DAMN AND BLAST HILLARY CLINTON! Not just because she lost – exposing in the process the appalling political judgement of the Democratic Party. And not just because her failure has saddled the world with President Trump for at least four years. Those sins, on their own, more than merit political damnation. But there is another sin for which I would like to see Clinton blasted. The sin of exposing the vacuity of contemporary journalism and the powerlessness of the mainstream media. Because, to be perfectly honest, Clinton’s failure is my failure too.
The story has its beginnings in the Watergate Scandal. I was just 18 when Nixon was driven from the White House by what everybody said was the investigative journalism of, among others, Bob Woodward, Carl Bernstein, and The Washington Post. For one brief shining moment journalists were hailed as heroes and journalism was portrayed as a force so powerful that not even the office of the President of the United States could prevail against it.

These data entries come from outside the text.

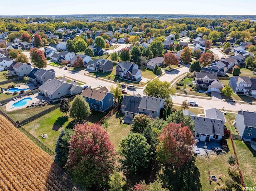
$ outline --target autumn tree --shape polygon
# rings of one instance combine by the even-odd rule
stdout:
[[[60,132],[57,140],[55,146],[55,161],[61,167],[65,165],[68,160],[70,142],[71,140],[70,136],[72,134],[72,129],[66,128]]]
[[[125,62],[129,61],[131,59],[130,49],[127,48],[122,48],[121,50],[121,52],[119,54],[119,57],[121,60]]]
[[[152,51],[153,57],[160,57],[163,55],[164,53],[164,45],[159,39],[154,40],[150,43],[148,49]]]
[[[169,65],[169,69],[171,69],[171,65],[178,65],[179,61],[177,57],[173,53],[168,52],[164,55],[164,63]]]
[[[26,33],[23,33],[21,35],[20,39],[22,42],[26,41],[30,43],[31,41],[31,37]]]
[[[202,54],[202,56],[198,59],[198,61],[201,66],[205,67],[211,64],[214,58],[214,56],[212,54],[206,53]]]
[[[231,87],[228,85],[226,85],[221,90],[221,93],[224,96],[230,97],[233,93],[233,90]]]
[[[43,45],[43,41],[42,41],[42,37],[40,35],[37,33],[34,37],[34,45],[36,47],[38,47]]]
[[[46,67],[47,61],[42,50],[36,48],[33,48],[30,49],[30,60],[35,66],[38,68]]]
[[[104,190],[116,159],[109,136],[96,124],[77,124],[71,136],[66,169],[74,184],[84,190]]]
[[[80,95],[76,96],[70,107],[70,117],[81,122],[91,113],[89,104],[85,101],[84,98]]]
[[[181,167],[193,157],[194,138],[188,127],[169,123],[159,136],[157,159]]]
[[[105,48],[106,46],[106,43],[104,41],[104,39],[101,36],[98,36],[95,39],[95,45],[97,47],[102,48]]]
[[[175,90],[170,87],[170,83],[154,79],[147,82],[143,93],[148,96],[166,99],[175,95]]]
[[[28,63],[28,59],[26,55],[21,53],[18,55],[15,59],[15,62],[20,62],[22,63]]]
[[[183,51],[181,53],[180,59],[184,63],[189,63],[192,61],[191,55],[192,55],[192,51],[189,47],[186,47],[184,48]]]
[[[67,112],[69,112],[70,107],[69,102],[69,100],[67,98],[62,98],[60,103],[60,110],[62,113],[66,113],[66,114]]]
[[[142,133],[145,129],[149,126],[151,121],[150,118],[145,114],[137,114],[132,120],[131,131],[134,133]]]
[[[151,155],[150,148],[146,138],[138,133],[130,133],[123,138],[119,146],[118,153],[124,171],[137,174],[148,168]]]
[[[201,71],[201,67],[199,64],[199,62],[196,61],[190,65],[190,66],[189,67],[189,71],[190,72],[194,72],[194,71],[200,72]]]

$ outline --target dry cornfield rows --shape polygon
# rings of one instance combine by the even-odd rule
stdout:
[[[0,190],[69,191],[50,156],[0,115]]]

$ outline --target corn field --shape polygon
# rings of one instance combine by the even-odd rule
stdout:
[[[69,179],[50,156],[2,115],[0,190],[72,190]]]

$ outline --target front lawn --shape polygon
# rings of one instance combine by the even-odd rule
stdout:
[[[130,125],[124,124],[123,122],[120,124],[120,119],[122,118],[123,114],[120,112],[118,111],[108,120],[109,126],[107,131],[110,135],[110,141],[116,149],[122,139],[127,136],[130,130]]]

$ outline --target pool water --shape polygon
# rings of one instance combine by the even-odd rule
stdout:
[[[31,97],[23,98],[21,100],[20,100],[19,101],[14,103],[12,104],[12,106],[15,107],[21,107],[22,106],[26,105],[29,100],[31,100],[32,99],[32,98]]]
[[[29,89],[28,89],[28,88],[24,88],[23,89],[19,89],[18,88],[10,88],[8,90],[7,90],[7,91],[8,91],[8,92],[11,92],[12,93],[13,93],[14,92],[16,91],[18,92],[18,93],[19,93],[20,92],[21,90],[24,90],[24,91],[26,91],[27,90],[29,90]]]

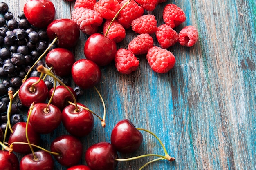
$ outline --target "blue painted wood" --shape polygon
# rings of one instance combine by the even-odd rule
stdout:
[[[16,17],[24,0],[4,0]],[[53,0],[56,18],[70,18],[74,2]],[[96,142],[110,142],[112,129],[128,119],[162,140],[175,162],[161,161],[145,170],[256,169],[256,2],[254,0],[168,0],[146,13],[164,23],[162,13],[168,3],[183,9],[186,25],[198,29],[199,40],[191,48],[178,44],[168,49],[176,57],[168,73],[153,71],[144,55],[138,56],[139,69],[130,75],[117,71],[114,64],[101,68],[102,78],[97,88],[105,99],[106,127],[96,119],[93,131],[81,138],[87,148]],[[136,36],[127,36],[118,44],[126,48]],[[158,45],[155,35],[155,44]],[[87,35],[81,33],[72,49],[76,59],[84,57]],[[74,84],[73,84],[74,85]],[[79,102],[99,114],[103,108],[93,89],[87,90]],[[67,133],[61,126],[49,135],[42,135],[42,146],[49,148],[58,135]],[[146,153],[164,154],[157,141],[143,132],[143,144],[127,158]],[[20,155],[20,157],[21,157]],[[138,169],[154,158],[119,162],[117,169]],[[84,158],[81,160],[85,163]],[[65,167],[55,163],[55,169]]]

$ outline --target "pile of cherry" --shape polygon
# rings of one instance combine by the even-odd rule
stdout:
[[[37,15],[33,10],[35,8],[39,13]],[[79,93],[59,78],[71,73],[73,80],[79,88],[95,88],[101,78],[100,69],[89,60],[75,61],[68,49],[76,45],[80,31],[71,19],[54,19],[55,8],[49,0],[28,0],[24,6],[24,12],[18,15],[18,22],[15,20],[13,15],[12,18],[7,18],[12,14],[8,10],[7,4],[0,3],[0,13],[4,15],[5,20],[0,21],[4,28],[0,28],[0,33],[4,32],[1,46],[5,46],[0,50],[0,62],[2,62],[0,76],[7,77],[0,84],[0,110],[3,113],[0,129],[0,144],[3,148],[0,151],[0,169],[53,170],[52,156],[69,170],[112,170],[119,161],[150,156],[158,157],[145,164],[141,170],[159,160],[175,160],[155,134],[136,128],[131,122],[125,119],[119,121],[112,129],[111,143],[103,141],[90,146],[84,155],[86,165],[77,165],[84,149],[78,137],[86,136],[92,130],[94,115],[101,121],[103,127],[105,116],[101,118],[78,103]],[[26,22],[28,27],[22,27],[20,21]],[[1,38],[0,36],[0,40]],[[48,38],[51,40],[49,42]],[[104,36],[101,38],[110,41]],[[18,72],[20,74],[17,74]],[[54,82],[45,80],[47,76]],[[13,98],[18,96],[20,102],[14,104]],[[18,113],[18,109],[24,108],[29,108],[26,122]],[[50,150],[40,147],[40,134],[51,133],[61,122],[70,134],[54,140]],[[131,153],[139,147],[143,137],[139,130],[155,137],[165,155],[147,154],[119,159],[118,152]],[[19,161],[15,153],[25,156]]]

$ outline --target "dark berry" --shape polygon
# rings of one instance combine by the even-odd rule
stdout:
[[[14,77],[10,80],[10,83],[11,87],[20,87],[22,84],[22,79],[19,77]]]
[[[3,96],[7,94],[7,88],[2,83],[0,83],[0,96]]]
[[[3,113],[6,112],[7,107],[6,103],[2,101],[0,101],[0,113]]]
[[[24,55],[20,53],[13,53],[11,55],[11,62],[17,66],[20,66],[25,64],[26,59]]]
[[[11,116],[11,124],[14,125],[16,123],[24,121],[23,117],[22,115],[18,113],[16,113]]]
[[[28,40],[33,43],[36,43],[39,41],[40,38],[38,33],[36,31],[32,31],[27,35]]]
[[[9,7],[5,2],[0,2],[0,14],[4,15],[8,11]]]
[[[14,71],[15,67],[14,67],[14,65],[12,63],[7,62],[4,64],[3,68],[7,74],[10,74]]]

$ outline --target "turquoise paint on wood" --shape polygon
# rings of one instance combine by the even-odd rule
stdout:
[[[26,2],[3,1],[16,16]],[[70,18],[74,2],[52,2],[56,18]],[[92,133],[80,138],[84,152],[95,143],[110,142],[115,124],[128,119],[136,127],[156,134],[176,158],[171,163],[155,162],[145,170],[256,169],[255,1],[168,0],[145,13],[155,15],[158,25],[163,24],[163,9],[169,3],[184,8],[187,17],[175,29],[178,31],[188,24],[195,26],[198,42],[190,48],[178,44],[169,48],[176,63],[165,74],[153,71],[143,55],[138,56],[139,69],[130,75],[117,73],[113,63],[101,68],[102,78],[97,87],[106,104],[106,127],[103,129],[95,119]],[[136,35],[130,30],[127,35],[119,47],[126,47]],[[84,57],[83,44],[88,37],[81,33],[72,49],[76,59]],[[95,113],[103,112],[93,89],[86,91],[79,102]],[[49,141],[66,133],[61,126],[50,135],[43,135],[43,146],[49,148]],[[143,133],[139,149],[119,157],[164,154],[153,137]],[[120,162],[117,169],[138,169],[153,158]],[[81,163],[84,163],[84,158]],[[55,169],[66,169],[55,162]]]

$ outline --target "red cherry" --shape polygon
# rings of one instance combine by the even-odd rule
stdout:
[[[29,78],[20,86],[19,91],[19,97],[22,104],[30,107],[33,102],[43,103],[45,102],[48,95],[48,88],[45,83],[41,80],[31,89],[32,84],[37,82],[39,77],[32,77]]]
[[[41,134],[46,134],[52,132],[61,122],[61,112],[60,109],[52,104],[49,105],[46,109],[47,105],[47,104],[45,103],[35,104],[29,121],[34,130]]]
[[[20,163],[20,170],[53,170],[54,162],[52,155],[43,150],[35,152],[38,159],[35,160],[32,153],[22,157]]]
[[[0,170],[18,170],[19,160],[17,156],[9,151],[0,150]]]
[[[53,140],[51,151],[59,153],[54,157],[61,165],[70,167],[77,164],[81,159],[83,152],[82,143],[73,136],[64,135]]]
[[[77,165],[70,167],[67,170],[91,170],[88,166],[83,165]]]
[[[95,144],[85,152],[85,161],[92,170],[114,170],[117,165],[117,153],[114,146],[106,142]]]
[[[74,89],[68,86],[68,88],[74,94],[76,99],[77,98],[76,94]],[[53,92],[54,88],[52,88],[48,93],[48,98],[49,99]],[[74,102],[73,98],[70,92],[65,87],[62,85],[57,86],[54,95],[52,102],[53,104],[58,107],[61,110],[62,110],[66,106],[69,104],[67,101]]]
[[[110,63],[115,58],[117,50],[117,45],[112,40],[98,33],[89,37],[83,49],[85,57],[99,66]]]
[[[8,140],[8,144],[13,142],[27,142],[26,137],[26,122],[20,122],[16,123],[13,125],[12,129],[13,133],[11,134]],[[27,133],[30,143],[39,146],[40,144],[40,134],[36,132],[33,128],[28,124]],[[36,149],[36,147],[34,147]],[[31,152],[31,149],[28,145],[24,144],[14,144],[13,150],[17,153],[27,154]]]
[[[117,150],[121,152],[131,153],[135,151],[140,146],[143,139],[142,134],[127,119],[118,122],[111,133],[111,144]]]
[[[56,48],[51,50],[46,55],[45,63],[56,75],[60,77],[68,75],[75,62],[75,57],[71,51],[63,48]]]
[[[79,60],[74,64],[71,74],[75,83],[83,89],[93,87],[101,78],[101,71],[97,64],[84,59]]]
[[[46,28],[55,16],[55,8],[49,0],[28,0],[23,11],[29,23],[38,28]]]
[[[59,47],[68,49],[75,46],[80,36],[80,30],[76,23],[70,19],[58,19],[52,22],[46,30],[51,40],[58,37]]]
[[[92,114],[80,107],[83,104],[78,103],[79,111],[76,111],[74,106],[69,105],[62,110],[62,123],[69,133],[78,137],[85,136],[93,128],[94,119]]]

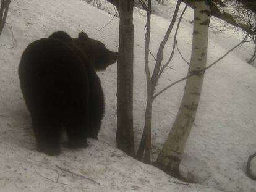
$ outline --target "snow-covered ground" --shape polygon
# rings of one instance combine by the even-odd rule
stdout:
[[[169,1],[168,5],[175,5]],[[184,7],[182,6],[182,7]],[[163,7],[157,7],[163,10]],[[166,15],[172,15],[169,9]],[[158,11],[156,10],[156,12]],[[146,13],[135,8],[134,128],[136,145],[143,125],[145,80],[143,68]],[[152,17],[151,51],[156,53],[169,18]],[[64,30],[90,37],[118,49],[118,19],[101,30],[112,16],[83,1],[12,1],[7,25],[0,36],[0,191],[256,191],[256,182],[245,174],[250,154],[256,151],[256,69],[245,62],[251,51],[244,45],[207,71],[197,118],[187,142],[181,171],[202,184],[186,184],[124,154],[116,149],[116,65],[98,75],[105,95],[106,112],[100,141],[75,151],[63,148],[49,157],[35,149],[28,112],[17,75],[22,51],[32,41]],[[189,9],[178,35],[179,49],[189,60],[193,10]],[[215,19],[213,24],[220,21]],[[210,64],[242,37],[233,31],[209,36]],[[169,41],[164,60],[172,46]],[[187,65],[176,54],[158,90],[186,75]],[[150,57],[153,66],[154,59]],[[179,107],[184,82],[154,102],[153,159],[160,150]],[[256,172],[256,161],[252,162]]]

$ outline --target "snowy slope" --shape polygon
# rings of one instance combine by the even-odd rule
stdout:
[[[174,4],[174,3],[173,3]],[[171,12],[169,13],[171,15]],[[193,12],[189,9],[178,35],[179,46],[189,60]],[[142,133],[145,106],[143,26],[145,12],[134,12],[134,127],[136,144]],[[184,185],[157,169],[115,149],[116,65],[99,72],[106,113],[100,141],[75,151],[63,148],[57,157],[35,150],[29,114],[17,73],[21,54],[32,41],[64,30],[75,37],[84,31],[117,50],[118,19],[83,1],[12,1],[8,25],[0,36],[0,191],[216,191],[198,185]],[[216,20],[213,21],[218,23]],[[151,51],[155,53],[169,20],[152,17]],[[210,33],[208,64],[239,41],[232,32]],[[165,51],[168,57],[171,41]],[[223,191],[255,191],[256,183],[244,173],[249,154],[256,151],[256,69],[245,62],[244,46],[209,69],[205,78],[198,114],[189,138],[181,170],[184,176]],[[150,58],[150,64],[154,60]],[[161,78],[158,90],[186,74],[187,65],[175,54],[172,67]],[[159,96],[154,103],[155,158],[175,119],[184,83]],[[83,154],[84,153],[84,154]],[[256,164],[254,164],[256,169]],[[72,173],[70,173],[70,172]]]

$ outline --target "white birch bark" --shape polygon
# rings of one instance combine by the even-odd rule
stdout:
[[[209,5],[207,0],[195,1],[192,50],[182,100],[173,128],[155,165],[174,176],[179,175],[179,165],[195,120],[203,85],[207,56]]]

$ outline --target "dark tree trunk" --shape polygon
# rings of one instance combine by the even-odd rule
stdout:
[[[117,63],[117,148],[134,156],[133,131],[134,1],[117,1],[119,12]]]
[[[1,0],[0,7],[0,35],[4,29],[4,25],[8,14],[9,6],[10,5],[11,0]]]

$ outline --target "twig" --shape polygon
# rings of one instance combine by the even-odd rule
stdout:
[[[174,40],[173,40],[173,49],[171,51],[171,56],[170,56],[168,61],[166,62],[166,63],[160,69],[160,71],[159,72],[159,73],[158,73],[158,77],[157,77],[157,81],[160,78],[160,76],[163,73],[163,72],[164,70],[164,69],[170,63],[171,61],[173,59],[173,55],[174,54],[174,52],[175,52],[175,46],[176,46],[175,42],[176,42],[176,41],[177,40],[177,33],[178,33],[178,31],[179,31],[179,25],[181,24],[181,19],[182,19],[183,15],[184,14],[186,10],[187,10],[187,4],[186,5],[184,9],[183,9],[183,11],[182,11],[182,12],[181,14],[181,17],[179,17],[179,21],[178,21],[177,24],[177,27],[176,27],[176,30],[175,31],[175,34],[174,34]]]
[[[189,66],[189,62],[183,57],[182,54],[181,54],[181,51],[179,51],[177,40],[176,40],[176,46],[177,46],[177,50],[178,51],[178,52],[179,53],[179,55],[181,56],[181,58],[182,58],[182,59]]]
[[[154,58],[155,61],[156,61],[156,58],[155,57],[154,54],[151,52],[150,49],[149,50],[149,52],[150,54],[151,55],[151,56],[153,57],[153,58]]]
[[[55,165],[55,166],[56,166],[57,168],[59,169],[60,170],[61,170],[62,171],[64,171],[64,172],[68,172],[68,173],[70,173],[72,175],[73,178],[74,178],[74,176],[73,176],[73,175],[75,175],[77,177],[80,177],[80,178],[82,178],[88,180],[89,180],[89,181],[90,181],[92,182],[93,182],[93,183],[96,183],[96,184],[97,184],[98,185],[100,185],[100,184],[99,183],[98,183],[97,182],[96,182],[96,181],[95,181],[95,180],[92,180],[92,179],[91,179],[90,178],[87,178],[87,177],[85,177],[85,176],[83,176],[82,175],[79,174],[79,173],[73,173],[72,172],[71,172],[69,169],[67,169],[66,168],[61,167],[59,167],[58,165]]]
[[[43,176],[43,175],[41,175],[40,173],[39,173],[37,172],[37,170],[36,170],[36,169],[35,169],[35,166],[34,166],[34,165],[33,165],[33,167],[34,168],[34,170],[35,170],[35,173],[36,173],[36,174],[38,174],[39,176],[40,176],[40,177],[43,177],[43,178],[45,178],[46,180],[49,180],[49,181],[51,181],[51,182],[53,182],[53,183],[59,183],[59,184],[61,184],[61,185],[67,185],[67,184],[66,184],[66,183],[60,183],[60,182],[56,182],[56,181],[53,180],[51,180],[51,179],[50,179],[50,178],[49,178],[46,177],[45,177],[45,176]]]
[[[252,159],[256,157],[256,152],[254,154],[249,156],[247,161],[247,164],[246,165],[246,175],[250,179],[256,181],[256,176],[253,175],[250,172],[250,162],[252,162]]]
[[[248,34],[246,35],[246,36],[244,37],[244,38],[243,39],[243,40],[240,42],[239,44],[237,44],[237,45],[236,45],[235,46],[234,46],[231,49],[230,49],[229,51],[228,51],[226,54],[224,54],[222,57],[220,57],[219,59],[218,59],[216,61],[215,61],[215,62],[213,62],[211,64],[210,64],[209,66],[207,66],[203,69],[202,69],[200,70],[197,70],[197,71],[194,71],[194,72],[190,72],[190,74],[187,75],[186,77],[181,78],[180,80],[171,83],[171,85],[169,85],[168,86],[167,86],[166,88],[163,88],[163,90],[161,90],[160,91],[159,91],[158,93],[156,93],[153,97],[153,99],[155,99],[158,95],[160,95],[161,93],[162,93],[163,92],[164,92],[164,91],[166,91],[166,90],[169,89],[170,87],[173,86],[174,85],[176,85],[177,83],[190,78],[190,77],[198,74],[199,73],[202,72],[204,72],[207,69],[209,69],[210,67],[211,67],[211,66],[213,66],[213,65],[216,64],[217,62],[218,62],[220,61],[221,61],[222,59],[223,59],[224,57],[225,57],[228,54],[229,54],[231,51],[233,51],[234,49],[236,49],[236,48],[239,47],[241,44],[244,43],[245,42],[245,40],[247,38],[248,36]]]
[[[104,25],[103,27],[101,27],[100,29],[98,30],[98,31],[100,31],[103,28],[105,28],[108,24],[109,24],[114,19],[114,17],[116,17],[116,14],[117,14],[117,10],[116,12],[116,14],[114,15],[113,17],[112,17],[111,20],[109,20],[105,25]]]

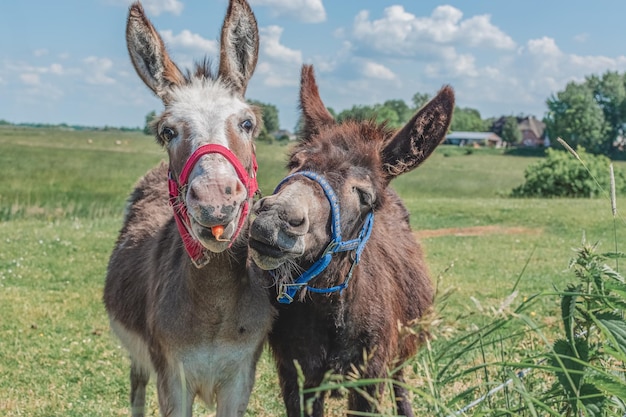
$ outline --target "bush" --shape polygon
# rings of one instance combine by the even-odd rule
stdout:
[[[576,152],[584,164],[568,152],[548,149],[545,159],[526,168],[526,182],[514,188],[511,195],[591,198],[609,190],[610,160],[606,156],[587,153],[580,147]],[[623,189],[624,174],[615,172],[615,180]]]

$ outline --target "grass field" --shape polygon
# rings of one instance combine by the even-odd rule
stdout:
[[[265,194],[284,175],[285,152],[258,144]],[[129,414],[128,360],[101,293],[125,199],[164,158],[139,133],[0,127],[0,415]],[[583,234],[602,251],[624,250],[624,221],[608,199],[507,198],[534,160],[442,148],[393,184],[433,276],[453,290],[441,315],[454,331],[475,326],[473,313],[499,305],[520,276],[519,300],[563,288]],[[546,297],[532,311],[548,329],[558,302]],[[153,390],[149,400],[158,415]],[[248,415],[281,413],[264,355]]]

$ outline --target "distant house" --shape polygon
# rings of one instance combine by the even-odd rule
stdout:
[[[507,117],[502,116],[496,120],[491,130],[502,135],[502,128]],[[550,141],[546,135],[546,124],[538,120],[535,116],[516,117],[517,126],[522,133],[522,140],[518,146],[536,148],[539,146],[550,146]]]
[[[444,144],[456,146],[488,146],[502,148],[502,138],[493,132],[452,132],[446,135]]]

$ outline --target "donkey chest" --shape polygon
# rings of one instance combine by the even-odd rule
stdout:
[[[299,362],[347,369],[363,357],[364,349],[372,348],[370,329],[354,319],[349,311],[328,305],[292,304],[280,311],[270,343],[274,350]]]
[[[150,309],[154,334],[165,344],[197,352],[216,345],[256,346],[267,334],[272,317],[266,295],[249,288],[178,293],[170,289]]]

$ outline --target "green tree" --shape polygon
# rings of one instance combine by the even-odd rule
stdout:
[[[522,132],[519,130],[517,117],[508,116],[502,126],[502,140],[513,145],[522,141]]]
[[[146,115],[146,124],[143,127],[144,135],[153,135],[154,132],[152,130],[152,121],[156,117],[156,112],[152,110],[150,113]]]
[[[572,147],[581,146],[594,154],[611,150],[610,127],[587,84],[570,82],[546,104],[548,114],[544,121],[550,138],[563,138]]]
[[[585,165],[566,151],[548,148],[546,157],[530,164],[524,171],[524,184],[511,192],[513,197],[597,197],[610,188],[608,175],[611,161],[604,155],[587,153],[578,147],[576,153]],[[620,192],[626,188],[626,177],[615,170]]]
[[[480,117],[480,112],[470,107],[455,107],[452,114],[450,130],[456,132],[484,132],[486,123]]]
[[[604,113],[607,123],[607,141],[613,141],[623,133],[623,124],[626,122],[626,74],[608,71],[598,77],[588,76],[585,83],[593,92],[596,103]]]

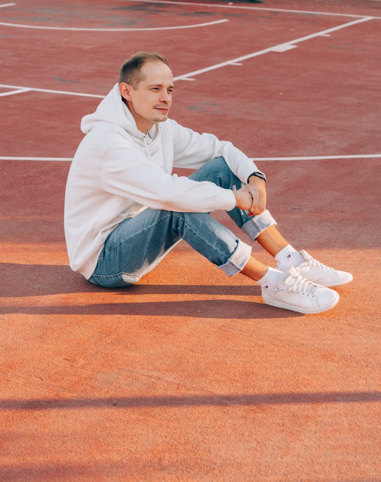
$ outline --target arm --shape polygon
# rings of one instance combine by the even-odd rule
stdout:
[[[235,205],[232,191],[213,183],[198,182],[171,175],[134,148],[113,143],[102,160],[100,182],[107,192],[155,209],[207,213],[230,210]]]

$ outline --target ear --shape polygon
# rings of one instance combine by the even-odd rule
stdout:
[[[119,84],[119,92],[120,93],[120,95],[126,100],[131,100],[131,93],[132,88],[131,86],[125,82],[121,82]]]

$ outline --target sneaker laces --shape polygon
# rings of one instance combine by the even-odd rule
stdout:
[[[315,258],[313,258],[310,254],[308,254],[306,251],[303,250],[302,256],[306,260],[306,262],[303,263],[304,265],[308,264],[311,267],[320,268],[322,269],[326,269],[327,271],[335,270],[333,268],[331,268],[329,266],[323,264],[323,263],[321,263],[320,261],[318,261],[317,259],[315,259]]]
[[[318,288],[318,285],[312,281],[309,281],[300,275],[300,270],[299,268],[292,266],[289,269],[284,278],[282,280],[282,284],[286,286],[281,289],[287,291],[292,291],[298,294],[306,295],[308,296],[314,294],[315,290]]]

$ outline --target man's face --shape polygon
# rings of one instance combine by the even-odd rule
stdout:
[[[172,101],[173,78],[169,67],[160,61],[146,62],[140,74],[143,80],[136,89],[122,82],[119,89],[127,101],[138,129],[146,133],[155,122],[167,120]],[[128,87],[126,94],[125,86]]]

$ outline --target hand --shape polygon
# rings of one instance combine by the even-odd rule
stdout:
[[[250,195],[251,202],[249,202],[248,194]],[[266,209],[266,183],[256,176],[251,176],[248,184],[235,191],[234,195],[236,206],[240,209],[248,210],[249,216],[261,214]]]

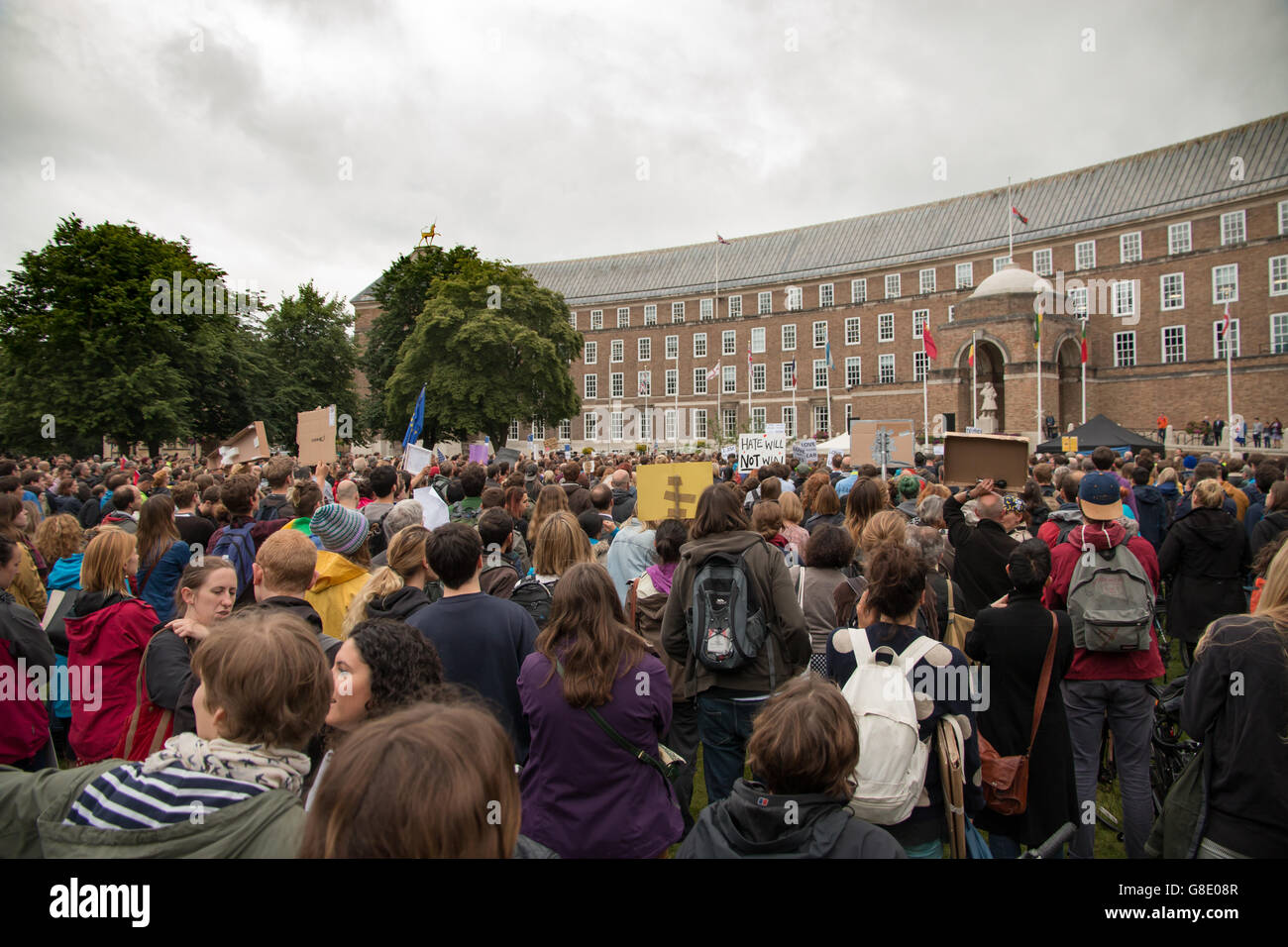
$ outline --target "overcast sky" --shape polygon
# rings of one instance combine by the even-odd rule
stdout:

Forty years on, however, it is clear that Nixon’s fall owed as much to the deliberate and secretive manipulation of the news media as it did to the efforts of the courageous journalists, Woodward and Bernstein. After all, the latter’s’ key informant, the infamous “Deep Throat”, turned out to be no less a buttress of the American “Deep State” than Mark Felt, the Associate Director of the FBI.
In the movie, All the President’s Men, Deep Throat is portrayed as a reluctant but principled whistleblower from the dark heart of the Washington bureaucracy. A more probable explanation, however, is that Felt represented a Deep State faction determined to drive the mentally unstable Nixon out of the Oval Office. In 2016, it is equally probable that a highly-motivated Deep State faction, this time based in the FBI’s New York Field Office, used the news media to prevent Hillary Clinton from re-entering the White House as President.
That the news media can be so easily manipulated by forces it only vaguely perceives and understands is a bitter pill to swallow. But it is far from being the most unpalatable of the home truths which Trump’s election served up.
Since Watergate, the journalistic profession has gradually taken upon itself the role of pontificator-in-chief. Rather than allow the facts to speak for themselves, journalists have felt it necessary to explain to their readers, in great detail, what the facts mean and how they should respond to them. Never was this journalistic pontification and “guidance” more in evidence than in the run-up to the 2016 US Presidential Election. In the eyes of America’s leading journalists, the Republican Party candidate, Donald Trump, represented nothing less than an existential threat to the core values of America. A vote for Trump was, therefore, a vote against the United States.
Did the American people listen? Nope. Nearly half of them were so moved by the journalists’ apocalyptic warnings about the republic that they stayed at home. And in just enough of the “battleground” states, more Americans voted for Trump than against him. The serried ranks of media pontificators notwithstanding, the people made up their own minds.
What the news media was able to do (and, arguably, all it should ever attempt to do) was display both Clinton and Trump to the American electorate. Reports of their speeches, coverage of their rallies, the live broadcast of three independently organised candidates’ debates: the American people read, listened and watched; and, interpreting the information according to their own needs and beliefs, reached their own decisions.
In doing so – and in a way utterly at odds with the instructions imparted to them by the pontificators-in-chief – the American people delivered an important lesson about both the purposes and the limits of journalism.
When the eighteenth century parliamentarian, Edmund Burke, gestured towards the journalists observing the House of Commons from the reporters gallery and described them as “ a fourth estate, more important far than they all”, he was not being complimentary. He was merely recognising in the printing press – and in those who fed it – a power to make visible to multitudes what had hitherto been witnessed by only a tiny minority of the population. It is in making the whole nation witnesses to the actions of their rulers that confers heroism upon journalism.
It is not the business of journalists to tell their readers, listeners and viewers what to think; but to place before them any and every matter that a free people might reasonably be expected to have an interest in thinking about.